L’opinion publique occidentale qui baigne, sans nécessairement le savoir, dans le dogme de l’infaillibilité démocratique, est prompte à prendre la défense de l’inquisiteur en qui elle voit l’honnête homme, le défenseur des vertus démocratiques, celui qui porte la règle et sa légitimité. L’effronté qui oserait, par exemple, jeter toute la force de sa réflexion contre ce dogme dans les conflits libyen et syrien et qui mettrait en avant l’instrumentalisation par l’Occident du terrorisme islamique à l’origine du chaos politique, économique, social et humanitaire que connaissent ces deux pays, se verrait accusé immédiatement de soutenir les dictateurs massacreurs de leur peuple. Il ne viendrait à l’esprit d’aucun défenseur du dogme que l’on puisse honnir les dictateurs laïques tout autant que ceux qui veulent les faire tomber afin de les remplacer par mille tyrans wahhabites et islamistes au service d’élites occidentales massacreuses d’innocence et fauteuses de guerre. Il ne viendrait à l’esprit d’aucun lecteur assidu du Monde, du Guardian ou du New York Times de douter de la présentation des événements par ces quotidiens qui dépeignent les insurgés syriens sous les traits des combattants de la liberté, alors que la quasi-totalité d’entre eux ne sont pas Syriens (mais Jordaniens, Irakiens, Libyens, etc.), qu’ils tentent d’imposer la charia par le terrorisme de masse, qu’ils défendent le salafisme façon wahhabite et sa vision obscurantiste de l’Islam, qu’ils massacrent systématiquement tous ceux qui ne partagent pas leur point de vue ou appartiennent aux minorités religieuses, qu’ils répondent à des donneurs d’ordres basés en Turquie, en Arabie saoudite, au Qatar et aux États-Unis et, enfin, qu’ils portent les couleurs d’Al-Qaïda.

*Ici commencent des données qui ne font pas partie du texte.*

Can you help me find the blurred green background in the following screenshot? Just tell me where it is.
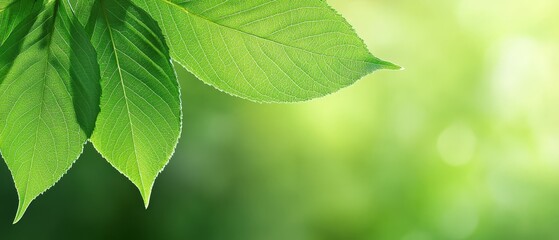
[0,0,559,240]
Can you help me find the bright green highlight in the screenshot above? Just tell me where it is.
[0,1,99,222]
[0,0,399,222]
[87,0,181,208]
[134,0,399,102]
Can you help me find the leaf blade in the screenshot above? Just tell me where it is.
[135,0,399,102]
[88,0,182,207]
[0,1,99,223]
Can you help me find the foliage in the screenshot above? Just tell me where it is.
[0,0,398,222]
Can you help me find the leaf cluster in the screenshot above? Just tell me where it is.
[0,0,398,222]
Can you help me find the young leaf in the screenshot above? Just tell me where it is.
[87,0,181,207]
[0,0,100,222]
[134,0,399,102]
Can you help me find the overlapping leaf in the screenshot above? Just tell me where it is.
[0,0,398,221]
[87,0,181,207]
[134,0,398,102]
[0,0,43,45]
[0,1,99,222]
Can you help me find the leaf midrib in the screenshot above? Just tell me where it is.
[160,0,385,66]
[100,1,144,195]
[20,1,60,212]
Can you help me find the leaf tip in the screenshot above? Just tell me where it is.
[379,59,404,70]
[12,202,29,224]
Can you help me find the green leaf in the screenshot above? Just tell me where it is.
[134,0,399,102]
[0,1,100,222]
[0,0,43,45]
[87,0,181,207]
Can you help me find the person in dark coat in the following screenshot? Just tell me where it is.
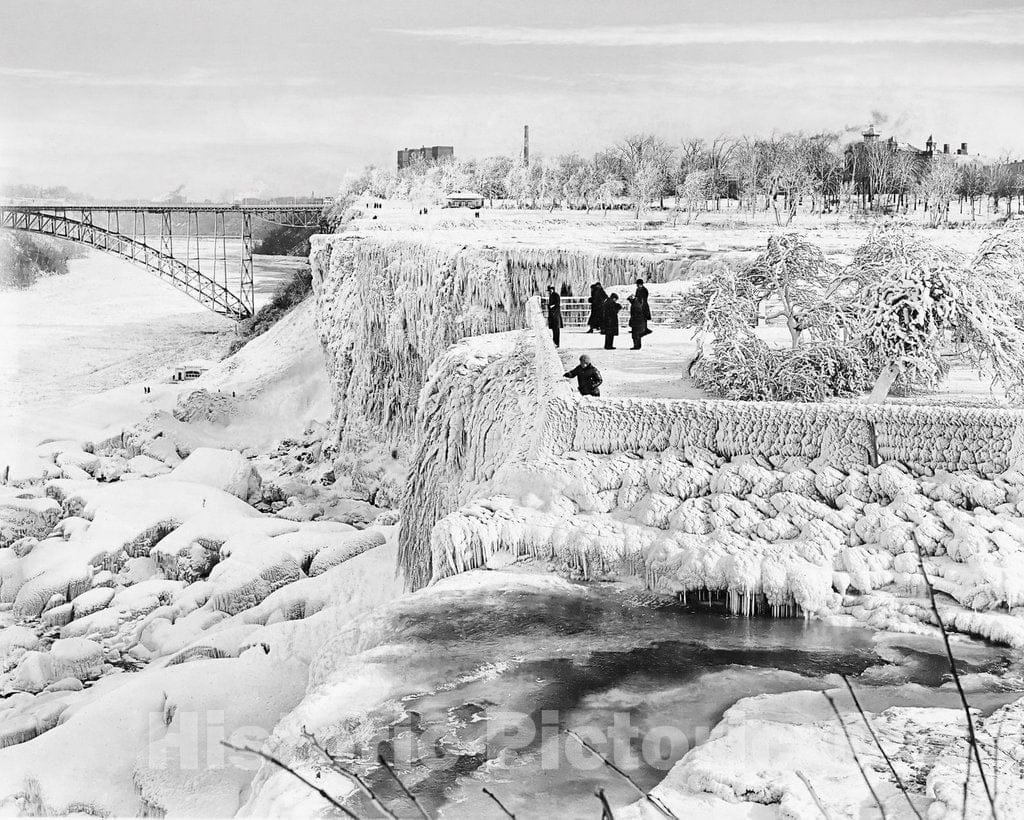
[548,285,562,347]
[587,282,608,333]
[562,354,603,396]
[601,294,623,350]
[629,296,647,350]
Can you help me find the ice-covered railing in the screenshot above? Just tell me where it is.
[556,398,1024,477]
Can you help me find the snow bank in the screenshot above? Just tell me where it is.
[615,687,1024,820]
[167,447,261,501]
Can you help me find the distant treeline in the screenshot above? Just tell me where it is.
[0,230,78,289]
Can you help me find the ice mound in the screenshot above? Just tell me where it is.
[0,487,60,548]
[8,638,103,692]
[167,447,261,501]
[615,687,1024,820]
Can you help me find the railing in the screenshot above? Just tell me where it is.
[542,296,679,328]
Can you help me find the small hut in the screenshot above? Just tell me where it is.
[444,190,483,209]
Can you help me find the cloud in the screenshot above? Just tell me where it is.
[387,9,1024,48]
[0,66,322,88]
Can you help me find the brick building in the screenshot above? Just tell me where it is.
[398,145,455,171]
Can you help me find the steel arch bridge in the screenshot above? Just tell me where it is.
[0,202,324,319]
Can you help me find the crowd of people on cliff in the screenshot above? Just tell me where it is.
[547,279,651,396]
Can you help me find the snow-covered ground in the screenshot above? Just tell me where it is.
[559,323,1007,406]
[0,222,1024,818]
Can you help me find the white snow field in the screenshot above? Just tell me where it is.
[0,214,1024,818]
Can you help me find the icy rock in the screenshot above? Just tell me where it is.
[10,638,103,692]
[0,702,68,748]
[0,625,39,671]
[210,538,302,615]
[172,388,236,424]
[168,447,261,501]
[44,678,83,692]
[0,494,60,548]
[9,537,39,556]
[54,449,99,476]
[128,456,173,478]
[118,542,164,587]
[92,456,128,481]
[71,587,114,618]
[309,529,386,577]
[39,604,75,629]
[13,564,92,620]
[140,435,181,467]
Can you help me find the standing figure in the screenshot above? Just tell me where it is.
[587,282,608,333]
[562,353,603,396]
[601,293,623,350]
[548,285,562,347]
[629,296,647,350]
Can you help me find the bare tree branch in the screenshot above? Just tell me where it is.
[565,729,679,820]
[220,740,359,820]
[821,692,888,820]
[910,532,998,820]
[840,675,924,820]
[481,786,516,820]
[377,754,430,820]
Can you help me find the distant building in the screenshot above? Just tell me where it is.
[444,190,483,208]
[171,361,209,382]
[398,145,455,171]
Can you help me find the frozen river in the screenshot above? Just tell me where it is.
[0,251,301,444]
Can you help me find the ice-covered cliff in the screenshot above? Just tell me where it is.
[310,231,670,448]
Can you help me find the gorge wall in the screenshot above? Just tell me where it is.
[310,230,672,449]
[314,228,1024,645]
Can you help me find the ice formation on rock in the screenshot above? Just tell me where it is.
[168,447,261,501]
[310,232,665,460]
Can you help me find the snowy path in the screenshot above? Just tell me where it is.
[558,326,706,398]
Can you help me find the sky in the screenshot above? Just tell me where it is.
[0,0,1024,200]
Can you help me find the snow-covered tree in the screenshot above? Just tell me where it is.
[918,158,956,227]
[956,163,988,221]
[473,156,514,205]
[678,169,715,223]
[615,134,672,219]
[740,233,842,348]
[848,228,1024,401]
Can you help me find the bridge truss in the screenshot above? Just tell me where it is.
[0,203,325,319]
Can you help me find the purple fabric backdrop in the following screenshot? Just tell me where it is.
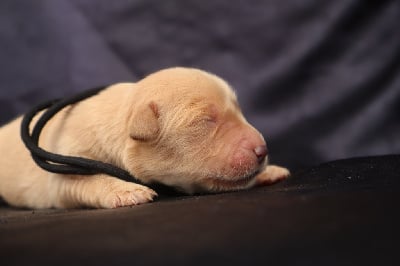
[0,0,400,168]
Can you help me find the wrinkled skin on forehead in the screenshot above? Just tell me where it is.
[124,69,267,193]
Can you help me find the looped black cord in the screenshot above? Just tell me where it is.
[21,87,142,184]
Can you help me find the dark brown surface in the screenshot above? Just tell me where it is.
[0,156,400,265]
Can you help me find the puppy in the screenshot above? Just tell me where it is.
[0,68,289,208]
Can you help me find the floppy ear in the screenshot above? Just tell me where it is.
[129,102,160,141]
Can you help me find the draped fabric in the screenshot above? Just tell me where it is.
[0,0,400,169]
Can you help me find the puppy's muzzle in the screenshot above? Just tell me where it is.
[254,145,268,164]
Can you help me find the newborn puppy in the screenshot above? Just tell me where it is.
[0,68,289,208]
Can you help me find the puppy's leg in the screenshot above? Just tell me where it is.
[56,175,157,208]
[256,165,290,186]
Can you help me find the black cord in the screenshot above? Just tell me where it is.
[21,87,143,184]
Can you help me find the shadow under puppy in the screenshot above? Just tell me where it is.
[0,68,289,208]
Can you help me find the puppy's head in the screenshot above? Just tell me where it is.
[124,68,267,193]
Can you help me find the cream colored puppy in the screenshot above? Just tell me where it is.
[0,68,289,208]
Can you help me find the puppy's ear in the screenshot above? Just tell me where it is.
[129,102,160,141]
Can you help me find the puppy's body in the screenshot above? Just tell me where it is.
[0,68,289,208]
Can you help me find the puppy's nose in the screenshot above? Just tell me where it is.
[254,145,268,163]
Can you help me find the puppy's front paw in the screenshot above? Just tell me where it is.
[101,182,157,208]
[256,165,290,186]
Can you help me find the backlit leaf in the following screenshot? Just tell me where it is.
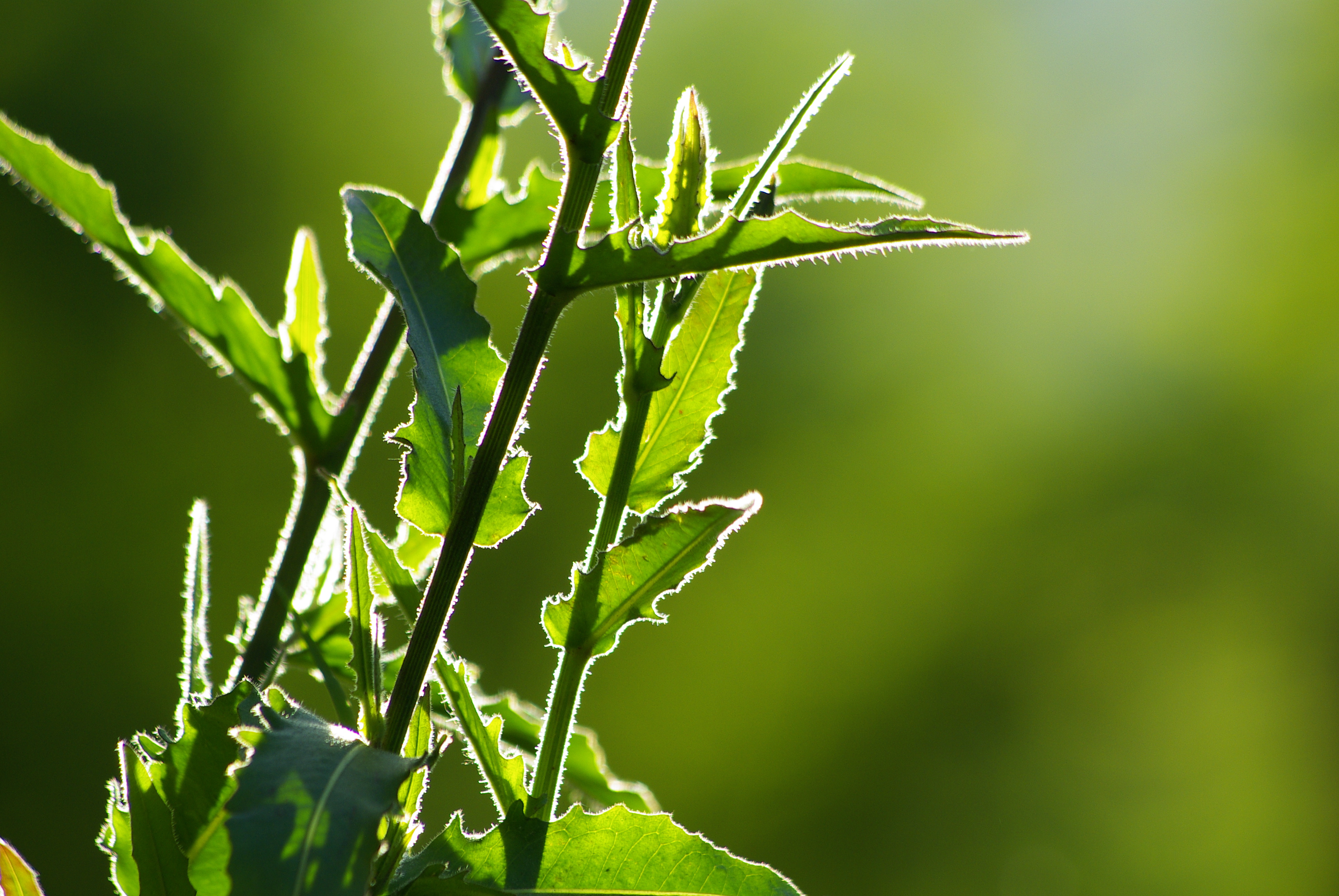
[474,0,617,162]
[544,492,762,656]
[226,706,421,896]
[566,212,1028,292]
[344,187,533,544]
[0,840,41,896]
[391,806,800,896]
[580,268,760,514]
[0,115,335,453]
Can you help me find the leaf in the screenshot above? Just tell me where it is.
[433,162,562,276]
[120,741,195,896]
[579,268,762,514]
[544,492,762,656]
[391,806,800,896]
[711,155,925,209]
[344,505,386,743]
[433,656,529,816]
[474,0,617,162]
[726,52,853,218]
[153,680,256,857]
[0,115,335,453]
[344,187,534,545]
[226,706,421,896]
[475,694,660,812]
[98,778,139,896]
[565,212,1028,292]
[0,838,41,896]
[278,228,331,398]
[178,500,213,712]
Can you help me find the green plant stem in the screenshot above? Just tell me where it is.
[378,0,651,753]
[233,308,404,686]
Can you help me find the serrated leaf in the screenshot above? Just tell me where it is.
[544,492,762,656]
[433,656,529,816]
[580,268,760,514]
[98,778,139,896]
[120,742,195,896]
[0,840,41,896]
[726,54,852,218]
[711,155,925,209]
[565,212,1028,292]
[0,115,335,454]
[344,506,386,743]
[433,162,562,276]
[391,806,800,896]
[278,228,330,396]
[153,680,256,857]
[226,706,421,896]
[474,0,617,162]
[344,187,533,545]
[181,500,213,707]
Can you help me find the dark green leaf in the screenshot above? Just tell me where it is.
[580,268,759,514]
[544,492,762,656]
[344,506,386,743]
[181,501,213,707]
[120,742,195,896]
[0,115,335,451]
[726,54,852,218]
[566,212,1028,292]
[344,187,533,545]
[474,0,617,162]
[0,840,41,896]
[226,706,421,896]
[391,806,800,896]
[433,655,529,816]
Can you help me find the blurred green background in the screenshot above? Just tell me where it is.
[0,0,1339,896]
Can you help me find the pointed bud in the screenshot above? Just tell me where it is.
[655,87,711,248]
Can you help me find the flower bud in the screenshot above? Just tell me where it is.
[655,87,711,248]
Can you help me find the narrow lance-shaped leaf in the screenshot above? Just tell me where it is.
[391,806,800,896]
[344,506,384,743]
[344,187,534,545]
[178,501,213,720]
[120,742,195,896]
[565,212,1028,292]
[278,228,330,396]
[544,492,762,656]
[474,0,617,162]
[586,155,925,239]
[0,840,41,896]
[226,704,422,896]
[726,54,852,218]
[580,268,760,514]
[0,115,335,451]
[433,656,529,816]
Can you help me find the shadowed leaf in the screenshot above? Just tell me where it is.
[0,115,335,453]
[544,492,762,656]
[226,706,419,896]
[580,268,760,514]
[391,806,800,896]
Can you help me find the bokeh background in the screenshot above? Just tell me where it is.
[0,0,1339,896]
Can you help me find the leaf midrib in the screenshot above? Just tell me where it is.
[586,521,717,651]
[632,271,739,485]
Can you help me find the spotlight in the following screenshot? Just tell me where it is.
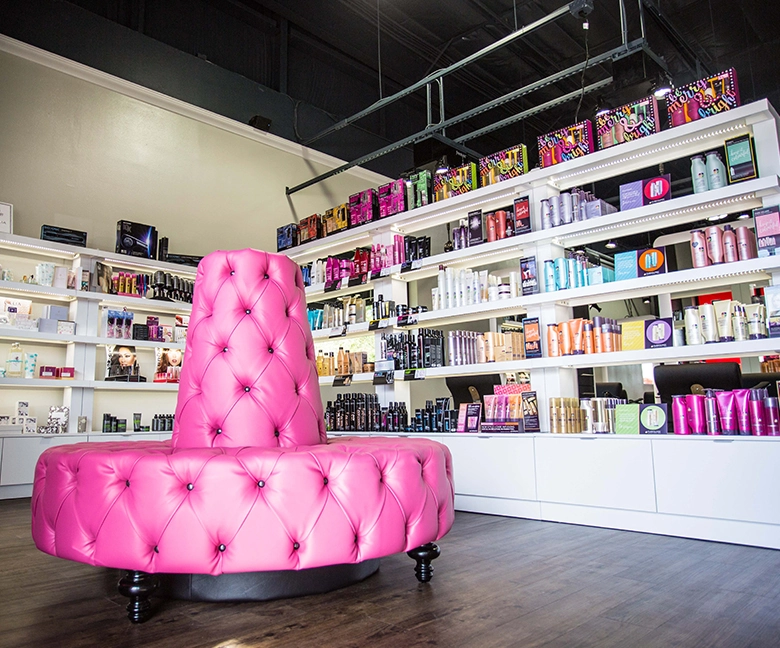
[651,72,673,99]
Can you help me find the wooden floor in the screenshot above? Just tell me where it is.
[0,500,780,648]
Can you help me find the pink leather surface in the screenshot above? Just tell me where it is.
[32,438,454,575]
[173,249,326,448]
[32,250,454,574]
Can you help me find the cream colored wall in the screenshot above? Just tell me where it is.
[0,46,382,255]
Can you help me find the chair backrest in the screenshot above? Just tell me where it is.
[173,249,326,448]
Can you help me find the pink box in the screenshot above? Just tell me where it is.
[537,119,594,169]
[596,97,660,149]
[666,68,740,126]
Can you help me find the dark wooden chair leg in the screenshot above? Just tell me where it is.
[117,571,157,623]
[406,542,441,583]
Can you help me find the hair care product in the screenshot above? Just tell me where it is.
[685,306,704,344]
[735,225,758,261]
[685,394,707,434]
[672,395,691,434]
[699,304,718,344]
[704,389,720,436]
[704,225,723,265]
[705,151,728,189]
[723,225,739,263]
[715,391,739,435]
[691,155,709,193]
[691,230,710,268]
[748,389,767,436]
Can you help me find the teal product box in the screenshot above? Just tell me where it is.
[615,250,639,281]
[645,317,674,349]
[615,403,669,434]
[588,266,615,286]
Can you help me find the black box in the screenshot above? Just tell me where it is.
[41,225,87,247]
[116,221,157,259]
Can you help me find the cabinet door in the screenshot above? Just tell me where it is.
[426,435,536,500]
[653,438,780,524]
[0,434,86,486]
[536,436,655,511]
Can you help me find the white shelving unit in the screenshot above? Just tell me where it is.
[304,101,780,548]
[0,234,196,499]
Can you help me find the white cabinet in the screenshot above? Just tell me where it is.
[0,434,87,486]
[652,437,780,524]
[536,436,656,511]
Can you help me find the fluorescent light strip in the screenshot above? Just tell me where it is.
[550,122,747,183]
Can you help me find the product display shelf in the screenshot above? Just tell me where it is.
[87,380,179,392]
[0,377,92,389]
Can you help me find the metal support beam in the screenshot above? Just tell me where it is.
[303,4,569,146]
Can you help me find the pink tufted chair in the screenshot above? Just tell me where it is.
[32,249,454,622]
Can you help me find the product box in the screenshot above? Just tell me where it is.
[116,221,157,259]
[507,196,531,236]
[322,203,349,236]
[479,144,528,187]
[726,133,758,184]
[406,170,433,209]
[596,96,660,149]
[377,180,406,218]
[537,119,595,169]
[620,173,672,211]
[276,223,298,252]
[523,317,542,358]
[433,162,479,202]
[753,205,780,257]
[615,403,669,434]
[520,257,539,296]
[468,209,485,247]
[41,225,87,247]
[298,214,322,244]
[666,68,740,126]
[644,317,674,349]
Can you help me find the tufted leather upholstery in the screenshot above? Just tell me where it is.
[32,250,454,575]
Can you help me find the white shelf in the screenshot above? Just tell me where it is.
[284,99,778,263]
[0,378,92,388]
[89,380,179,392]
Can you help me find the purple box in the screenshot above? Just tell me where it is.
[537,119,594,169]
[596,96,659,149]
[377,180,406,218]
[620,173,672,211]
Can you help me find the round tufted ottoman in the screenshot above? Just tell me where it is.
[32,250,454,622]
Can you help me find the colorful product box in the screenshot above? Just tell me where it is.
[479,144,528,187]
[322,203,349,236]
[537,119,594,169]
[377,180,406,218]
[298,214,322,243]
[596,96,660,149]
[753,205,780,257]
[433,162,478,202]
[666,68,740,126]
[349,189,379,227]
[276,223,298,252]
[620,173,672,211]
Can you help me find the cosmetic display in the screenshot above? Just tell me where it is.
[596,96,660,149]
[479,144,528,187]
[537,119,595,169]
[672,389,780,436]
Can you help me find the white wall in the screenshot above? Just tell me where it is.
[0,36,386,255]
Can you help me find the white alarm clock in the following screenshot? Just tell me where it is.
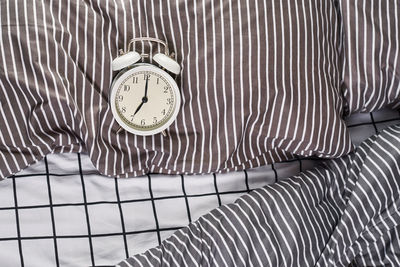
[109,37,181,136]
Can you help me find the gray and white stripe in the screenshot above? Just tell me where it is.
[0,0,352,178]
[339,0,400,113]
[117,125,400,267]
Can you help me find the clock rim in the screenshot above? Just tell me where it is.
[109,63,181,136]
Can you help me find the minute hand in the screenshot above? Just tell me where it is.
[144,77,149,98]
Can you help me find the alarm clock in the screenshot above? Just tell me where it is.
[109,37,181,136]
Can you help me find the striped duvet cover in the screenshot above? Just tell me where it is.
[118,125,400,267]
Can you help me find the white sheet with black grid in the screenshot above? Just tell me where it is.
[0,110,400,267]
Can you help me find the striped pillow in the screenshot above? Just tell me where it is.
[0,0,352,180]
[340,0,400,113]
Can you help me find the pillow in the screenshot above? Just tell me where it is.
[0,0,352,180]
[340,0,400,114]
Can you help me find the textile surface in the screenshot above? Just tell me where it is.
[0,0,352,178]
[117,125,400,267]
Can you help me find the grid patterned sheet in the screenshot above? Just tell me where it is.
[0,110,400,267]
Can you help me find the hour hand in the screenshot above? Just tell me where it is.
[133,101,145,116]
[144,77,149,98]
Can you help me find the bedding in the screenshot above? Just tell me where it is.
[0,110,400,267]
[0,0,353,178]
[338,0,400,114]
[117,121,400,267]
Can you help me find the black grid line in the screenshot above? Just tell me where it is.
[181,175,192,223]
[147,174,161,245]
[44,156,60,267]
[0,188,252,210]
[114,178,129,258]
[78,153,95,266]
[11,176,25,267]
[0,226,182,244]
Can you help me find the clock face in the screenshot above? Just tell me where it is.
[110,64,180,135]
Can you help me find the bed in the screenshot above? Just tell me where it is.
[0,0,400,267]
[0,110,400,266]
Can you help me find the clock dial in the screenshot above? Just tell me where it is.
[115,70,176,131]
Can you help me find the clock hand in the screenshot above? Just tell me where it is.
[143,77,149,99]
[133,101,146,116]
[133,75,149,116]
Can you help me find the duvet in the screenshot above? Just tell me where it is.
[117,125,400,267]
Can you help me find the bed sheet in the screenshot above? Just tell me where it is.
[0,110,400,267]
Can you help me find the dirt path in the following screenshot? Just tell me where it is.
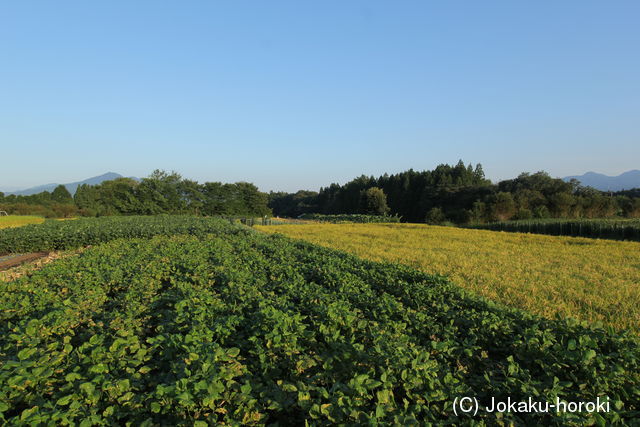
[0,252,49,271]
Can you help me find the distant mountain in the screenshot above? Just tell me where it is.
[562,170,640,191]
[7,172,138,196]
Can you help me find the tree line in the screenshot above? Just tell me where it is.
[0,170,271,218]
[269,161,640,224]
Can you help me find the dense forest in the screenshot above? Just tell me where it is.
[0,161,640,224]
[269,161,640,224]
[0,170,271,217]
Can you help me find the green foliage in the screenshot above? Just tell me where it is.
[424,208,447,225]
[360,187,389,215]
[300,214,400,224]
[0,170,271,217]
[0,218,640,425]
[0,215,245,254]
[470,219,640,241]
[51,185,73,204]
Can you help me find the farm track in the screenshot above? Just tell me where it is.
[0,252,49,271]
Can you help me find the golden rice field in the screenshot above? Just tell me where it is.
[0,215,44,228]
[257,224,640,333]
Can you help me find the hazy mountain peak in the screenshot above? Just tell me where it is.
[7,172,137,196]
[563,169,640,191]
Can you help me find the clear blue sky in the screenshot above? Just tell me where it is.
[0,0,640,191]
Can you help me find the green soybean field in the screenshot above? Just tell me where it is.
[0,216,640,426]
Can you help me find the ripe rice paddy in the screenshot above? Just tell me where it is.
[257,224,640,333]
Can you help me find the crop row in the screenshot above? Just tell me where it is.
[258,224,640,334]
[300,214,400,224]
[469,219,640,241]
[0,222,640,425]
[0,215,248,255]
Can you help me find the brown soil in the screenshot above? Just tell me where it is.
[0,252,49,271]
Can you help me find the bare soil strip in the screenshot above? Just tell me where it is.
[0,252,49,271]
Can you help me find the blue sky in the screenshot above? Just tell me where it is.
[0,0,640,191]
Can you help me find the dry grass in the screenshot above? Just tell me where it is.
[0,215,44,228]
[257,224,640,332]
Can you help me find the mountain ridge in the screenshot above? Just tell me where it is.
[6,172,138,196]
[562,169,640,191]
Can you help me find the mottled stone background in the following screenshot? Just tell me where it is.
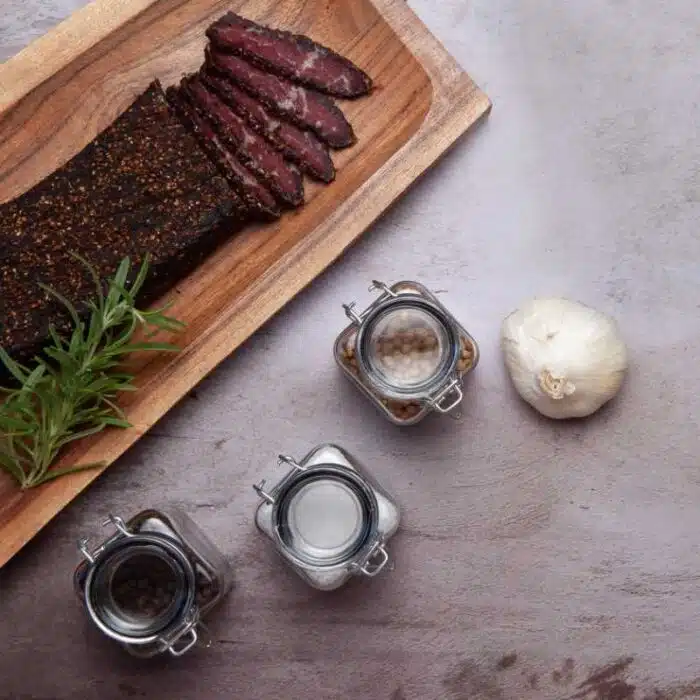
[0,0,700,700]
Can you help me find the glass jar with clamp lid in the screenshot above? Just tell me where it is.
[74,507,232,657]
[334,281,479,425]
[255,444,400,590]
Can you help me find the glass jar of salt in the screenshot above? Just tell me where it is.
[74,507,232,657]
[254,444,399,591]
[334,281,479,425]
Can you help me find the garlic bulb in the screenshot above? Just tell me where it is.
[501,299,627,418]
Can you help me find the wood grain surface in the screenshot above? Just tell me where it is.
[0,0,490,566]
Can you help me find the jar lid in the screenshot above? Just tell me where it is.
[275,466,377,567]
[357,296,459,398]
[85,535,195,644]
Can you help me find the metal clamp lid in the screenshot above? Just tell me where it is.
[78,513,134,564]
[343,280,398,326]
[352,540,389,578]
[430,378,464,413]
[253,455,305,505]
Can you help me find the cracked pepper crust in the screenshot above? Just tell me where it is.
[0,83,250,361]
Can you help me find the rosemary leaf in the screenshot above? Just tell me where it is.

Le citoyen occidental ne veut ou ne peut pas croire que ses dirigeants et ses médias puissent à ce point le manipuler et lui cacher la vérité. Cette pensée est au-dessus de ses forces ou de ses défenses immunitaires psychologiques et contraire au dogme qui est encré dans son cerveau de bourgeois cultivé depuis sa plus tendre enfance. Car s’il devait admettre qu’une telle manipulation était possible, il viendrait immanquablement à perdre ses repères, à douter de la nature réellement démocratique de son régime politique et il verrait, alors, toutes ses croyances dans les vertus de son système s’effondrer sur leur base. Reconnaître les crimes de nos élites, qu’il s’agisse de crimes politiques ou de crimes médiatiques, requiert de se projeter hors de soi et de son ethnocentrisme occidental pour penser que ‘l’autre’ n’est pas nécessairement un ‘barbare’ et pour effleurer l’idée que ses dirigeants, pourtant élus démocratiquement, puissent être des démocrates aux mains sales.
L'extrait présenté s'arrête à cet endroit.